The measure M is outer regular, and locally finite, and inner regular for open sets. It coincides with m on compact and open sets, and m can be reconstructed from M as the unique inner regular measure that is the same as M on compact sets. The measure m is called moderated if M is σ-finite; in this case the measures m and M are the same. (If m is σ-finite this does not imply that M is σ-finite, so being moderated is stronger than being σ-finite.)

On a hereditarily Lindelöf space every Radon measure is moderated.

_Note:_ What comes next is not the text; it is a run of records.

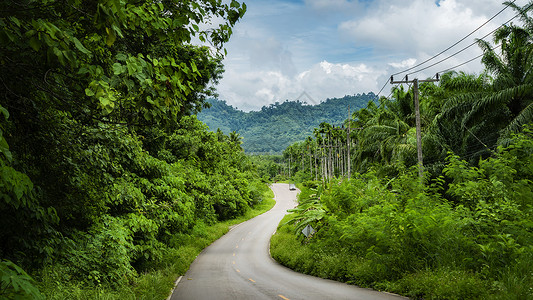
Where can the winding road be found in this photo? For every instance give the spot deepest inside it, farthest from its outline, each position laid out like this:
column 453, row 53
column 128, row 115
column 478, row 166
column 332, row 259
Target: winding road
column 239, row 266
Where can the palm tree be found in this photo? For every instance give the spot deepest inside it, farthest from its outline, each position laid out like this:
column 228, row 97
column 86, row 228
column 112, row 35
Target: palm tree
column 486, row 109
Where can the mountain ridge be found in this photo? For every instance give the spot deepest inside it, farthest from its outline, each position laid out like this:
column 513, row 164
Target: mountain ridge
column 276, row 126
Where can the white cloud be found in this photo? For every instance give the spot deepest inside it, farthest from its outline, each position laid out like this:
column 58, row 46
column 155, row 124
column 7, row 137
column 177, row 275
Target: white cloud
column 323, row 80
column 331, row 48
column 403, row 64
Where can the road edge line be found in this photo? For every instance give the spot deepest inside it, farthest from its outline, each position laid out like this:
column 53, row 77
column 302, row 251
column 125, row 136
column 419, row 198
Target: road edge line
column 174, row 288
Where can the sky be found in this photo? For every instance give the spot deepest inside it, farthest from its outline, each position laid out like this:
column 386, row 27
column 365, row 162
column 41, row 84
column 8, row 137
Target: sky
column 311, row 50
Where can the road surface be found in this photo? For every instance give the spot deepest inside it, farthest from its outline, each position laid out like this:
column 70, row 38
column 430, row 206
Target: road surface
column 239, row 266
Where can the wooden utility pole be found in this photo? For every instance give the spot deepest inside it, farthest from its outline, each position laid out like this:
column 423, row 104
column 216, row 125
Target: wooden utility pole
column 417, row 118
column 348, row 141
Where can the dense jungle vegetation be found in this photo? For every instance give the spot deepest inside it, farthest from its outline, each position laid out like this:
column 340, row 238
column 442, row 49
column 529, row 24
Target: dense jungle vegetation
column 275, row 127
column 464, row 230
column 109, row 185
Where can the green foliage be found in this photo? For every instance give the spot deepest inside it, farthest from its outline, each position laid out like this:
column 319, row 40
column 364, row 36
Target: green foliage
column 275, row 127
column 16, row 284
column 469, row 238
column 101, row 164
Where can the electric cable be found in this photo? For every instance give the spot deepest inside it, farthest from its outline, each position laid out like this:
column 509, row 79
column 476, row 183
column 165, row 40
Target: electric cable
column 472, row 44
column 456, row 43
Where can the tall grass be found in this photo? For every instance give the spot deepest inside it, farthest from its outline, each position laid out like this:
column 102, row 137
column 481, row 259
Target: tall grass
column 157, row 283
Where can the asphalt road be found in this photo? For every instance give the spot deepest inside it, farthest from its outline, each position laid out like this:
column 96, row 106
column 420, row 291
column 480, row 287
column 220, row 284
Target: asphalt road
column 238, row 266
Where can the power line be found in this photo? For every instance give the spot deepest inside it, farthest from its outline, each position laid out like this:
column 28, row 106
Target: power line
column 466, row 62
column 444, row 59
column 456, row 43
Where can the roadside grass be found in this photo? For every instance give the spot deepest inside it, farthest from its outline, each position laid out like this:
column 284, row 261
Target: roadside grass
column 158, row 283
column 445, row 283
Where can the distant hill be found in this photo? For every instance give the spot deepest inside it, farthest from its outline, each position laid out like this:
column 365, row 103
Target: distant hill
column 275, row 127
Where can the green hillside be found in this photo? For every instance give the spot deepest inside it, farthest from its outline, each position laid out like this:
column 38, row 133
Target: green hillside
column 275, row 127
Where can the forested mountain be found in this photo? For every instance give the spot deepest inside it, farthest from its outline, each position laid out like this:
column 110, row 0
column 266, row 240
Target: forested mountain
column 452, row 223
column 275, row 127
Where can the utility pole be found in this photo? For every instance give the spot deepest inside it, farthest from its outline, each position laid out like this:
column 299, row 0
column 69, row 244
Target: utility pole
column 348, row 141
column 417, row 118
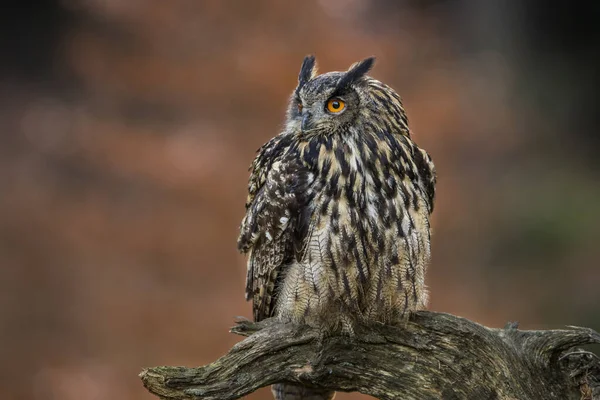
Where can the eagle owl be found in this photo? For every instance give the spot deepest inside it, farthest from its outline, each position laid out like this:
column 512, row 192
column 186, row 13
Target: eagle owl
column 337, row 226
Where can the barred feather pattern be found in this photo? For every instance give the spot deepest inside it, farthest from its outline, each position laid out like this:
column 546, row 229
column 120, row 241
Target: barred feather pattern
column 337, row 227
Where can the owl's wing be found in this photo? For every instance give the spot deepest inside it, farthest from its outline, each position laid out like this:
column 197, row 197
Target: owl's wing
column 279, row 188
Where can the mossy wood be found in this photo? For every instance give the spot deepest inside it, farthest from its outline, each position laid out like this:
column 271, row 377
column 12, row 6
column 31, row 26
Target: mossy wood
column 432, row 356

An example of a measure m that is σ-finite but not moderated as follows. The topological space X has as underlying set the subset of the real plane given by the y-axis of points (0, y) together with the points (1/n, m/n^{2}) with m, n positive integers. The topology is given as follows. The single points (1/n, m/n^{2}) are all open sets. A base of neighborhoods of the point (0, y) is given by wedges consisting of all points in X of the form (u, v) with |v − y| ≤ |u| ≤ 1/n for a positive integer n. This space X is locally compact. The measure m is given by letting the y-axis have measure 0 and letting the point (1/n, m/n^{2}) have measure 1/n^{3}. This measure is inner regular and locally finite, but is not outer regular as any open set containing the y-axis has measure infinity. In particular the y-axis has m-measure 0 but M-measure infinity.

===Radon spaces===

A topological space is called a Radon space if every finite Borel measure is a Radon measure, and strongly Radon if every locally finite Borel measure is a Radon measure. Any Suslin space is strongly Radon, and moreover every Radon measure is moderated.

===Duality===

On a locally compact Hausdorff space, Radon measures correspond to positive linear functionals on the space of continuous functions with compact support. This is not surprising as this property is the main motivation for the definition of Radon measure.

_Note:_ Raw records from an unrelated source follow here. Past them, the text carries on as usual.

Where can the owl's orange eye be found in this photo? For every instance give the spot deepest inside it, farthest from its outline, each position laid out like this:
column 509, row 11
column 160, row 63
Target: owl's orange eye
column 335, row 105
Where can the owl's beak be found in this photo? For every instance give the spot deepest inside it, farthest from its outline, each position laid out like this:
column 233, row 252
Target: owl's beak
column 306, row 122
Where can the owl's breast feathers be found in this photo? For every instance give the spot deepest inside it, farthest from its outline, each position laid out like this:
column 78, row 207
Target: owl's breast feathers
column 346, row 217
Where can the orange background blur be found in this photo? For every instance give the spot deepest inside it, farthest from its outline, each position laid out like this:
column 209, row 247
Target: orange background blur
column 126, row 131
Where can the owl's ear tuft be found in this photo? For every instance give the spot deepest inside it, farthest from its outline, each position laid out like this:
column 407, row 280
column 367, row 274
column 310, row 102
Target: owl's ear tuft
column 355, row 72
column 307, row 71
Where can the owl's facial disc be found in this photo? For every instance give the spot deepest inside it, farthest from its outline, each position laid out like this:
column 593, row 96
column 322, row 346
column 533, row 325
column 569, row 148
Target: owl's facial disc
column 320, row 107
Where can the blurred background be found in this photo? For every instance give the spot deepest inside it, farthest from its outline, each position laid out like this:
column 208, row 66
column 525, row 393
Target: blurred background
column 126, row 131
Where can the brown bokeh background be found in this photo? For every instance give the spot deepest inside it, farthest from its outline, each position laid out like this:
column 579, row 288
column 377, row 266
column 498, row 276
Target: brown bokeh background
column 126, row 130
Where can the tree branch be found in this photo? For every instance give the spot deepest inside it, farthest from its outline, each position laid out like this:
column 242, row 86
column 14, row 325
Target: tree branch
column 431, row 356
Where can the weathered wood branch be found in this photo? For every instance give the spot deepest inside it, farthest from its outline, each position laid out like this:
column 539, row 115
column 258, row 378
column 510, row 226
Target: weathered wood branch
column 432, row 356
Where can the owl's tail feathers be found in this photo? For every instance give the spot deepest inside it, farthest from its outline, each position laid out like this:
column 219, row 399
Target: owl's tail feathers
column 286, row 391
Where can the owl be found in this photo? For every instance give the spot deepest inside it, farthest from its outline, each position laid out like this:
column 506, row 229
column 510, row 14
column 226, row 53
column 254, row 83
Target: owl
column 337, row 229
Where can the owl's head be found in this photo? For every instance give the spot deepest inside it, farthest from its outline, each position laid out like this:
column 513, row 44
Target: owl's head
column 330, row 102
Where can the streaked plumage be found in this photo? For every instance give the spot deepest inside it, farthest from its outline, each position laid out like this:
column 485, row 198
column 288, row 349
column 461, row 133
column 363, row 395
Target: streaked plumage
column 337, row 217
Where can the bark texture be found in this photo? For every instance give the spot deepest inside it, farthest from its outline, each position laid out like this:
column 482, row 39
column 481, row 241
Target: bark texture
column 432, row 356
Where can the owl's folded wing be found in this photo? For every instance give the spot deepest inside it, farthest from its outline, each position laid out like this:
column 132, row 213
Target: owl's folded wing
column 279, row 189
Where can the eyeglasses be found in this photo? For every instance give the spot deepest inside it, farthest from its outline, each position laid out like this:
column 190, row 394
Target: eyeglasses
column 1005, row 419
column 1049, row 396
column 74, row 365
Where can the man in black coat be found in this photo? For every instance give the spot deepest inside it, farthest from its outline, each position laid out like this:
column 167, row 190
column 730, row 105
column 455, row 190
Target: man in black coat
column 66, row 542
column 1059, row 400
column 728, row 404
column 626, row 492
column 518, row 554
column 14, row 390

===Metric space structure===

The pointed cone M_{+}(X) of all (positive) Radon measures on X can be given the structure of a complete metric space by defining the Radon distance between two measures m_{1}, m_{2} ∈ M_{+}(X) to be
$$\rho (m_{1}, m_{2}) = \sup \left\{ \left. \int_{X} f(x) (m_1 - m_2) (dx) \ \right| \mathrm{continuous\,} f : X \to [-1, 1] \subset \mathbb{R} \right\}.$$

This metric has some limitations. For example, the space of Radon probability measures on X,
$$\mathcal{P} (X) = \{ m \in \mathcal{M}_{+} (X) \mid m (X) = 1 \},$$
is not sequentially compact with respect to the Radon metric: i.e., it is not guaranteed that any sequence of probability measures will have a subsequence that is convergent with respect to the Radon metric, which presents difficulties in certain applications. On the other hand, if X is a compact metric space, then the Wasserstein metric turns P(X) into a compact metric space.

Convergence in the Radon metric implies weak convergence of measures:
$$\rho (m_{n}, m) \to 0 \Rightarrow m_{n} \rightharpoonup m,$$
but the converse implication is false in general. Convergence of measures in the Radon metric is sometimes known as strong convergence, as contrasted with weak convergence.